To get a feeling, how many VMs are we talking about here?
About 500 or so. The cluster contains seven nodes, but most of the VMs are kept on five. We can go down to four in an emergency without disruption of service, if things are kept balanced. Something I've spent quite a few code-hours trying to automate, and it mostly works fine, but there are a few things which could allow me to make my code even better, such as being able to unset the migration state. Hooks for pre- and post-migration would be nice, too.
There is no internal queue in the HA manager for migrations. The HA manager uses a state machine for each service and once the state is set to migrate, it can only change after the migration either finished or failed, because the migration task is already running.

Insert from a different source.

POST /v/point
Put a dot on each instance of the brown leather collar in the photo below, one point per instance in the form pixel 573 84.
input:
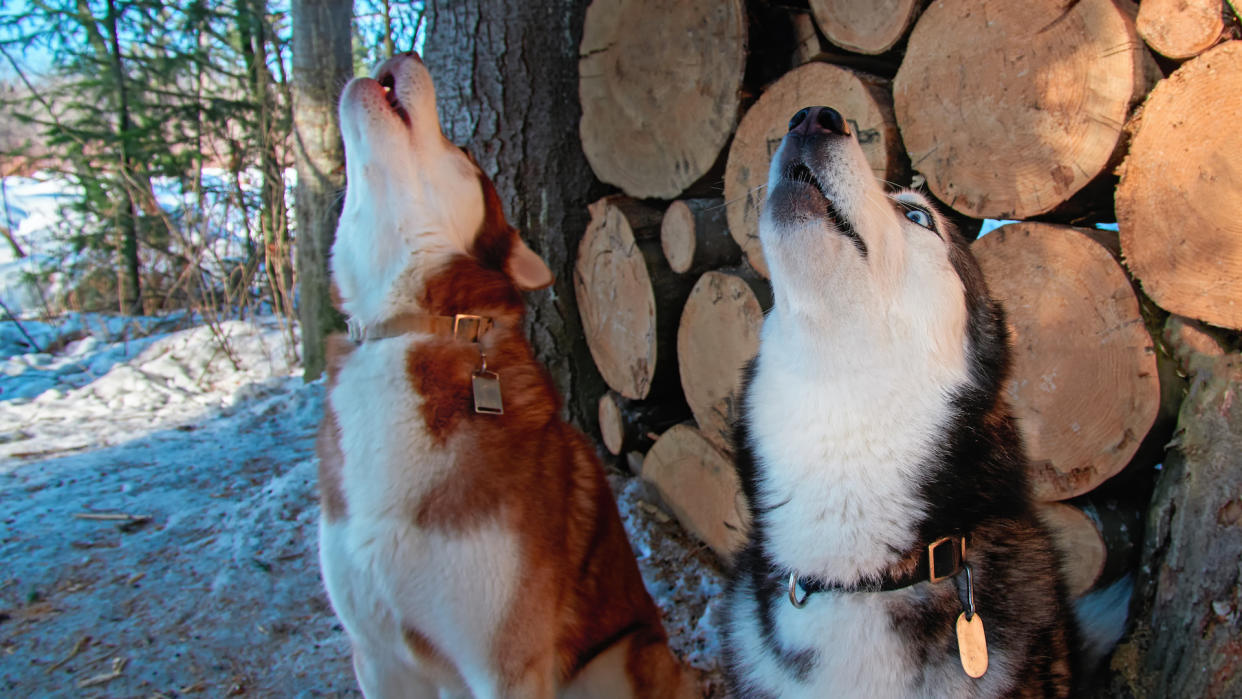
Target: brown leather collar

And there is no way to make it fail before the migration starts? That's a shame. Is there a way to make migrations auto-fail, then? Some hooks would have been a welcome feature here – adding /bin/false to a pre-migration hook would have sidestepped the problem.
To play the devil's advocate for a bit, what if the services wouldn't have been relocated by bulk migration, but because of a hardware failure?
That's a very different scenario. I'm assuming HA is clever enough not to send all the VMs to one and the same node in the event of a hardware failure, but to use the priority numbers in the HA groups and spread evenly across nodes with the same priority number. With a bulk migration, however, someone has explicitly told HA to migrate to one specific node. This obviously shouldn't happen, but when we're training new crew things happen. It would be nice to be able to add an arrow to that state machine of yours.
The potential of a node crashing is just one of the issues behind a bulk migration, however. We have a few Cisco ASAv VMs which network interfaces straight up and die when they are live migrated, so those we can't move at all – but if some newbie has managed to initiate a bulk migration, we'd have to babysit Proxmox and press cancel when a migration of such a VM comes up. Again, some hooks would have come in handy here.
(One would think that HA groups would come in handy here, but HA apparently has no objections at all migrating a VM outside its HA group, although it will migrate it back a few moments later.)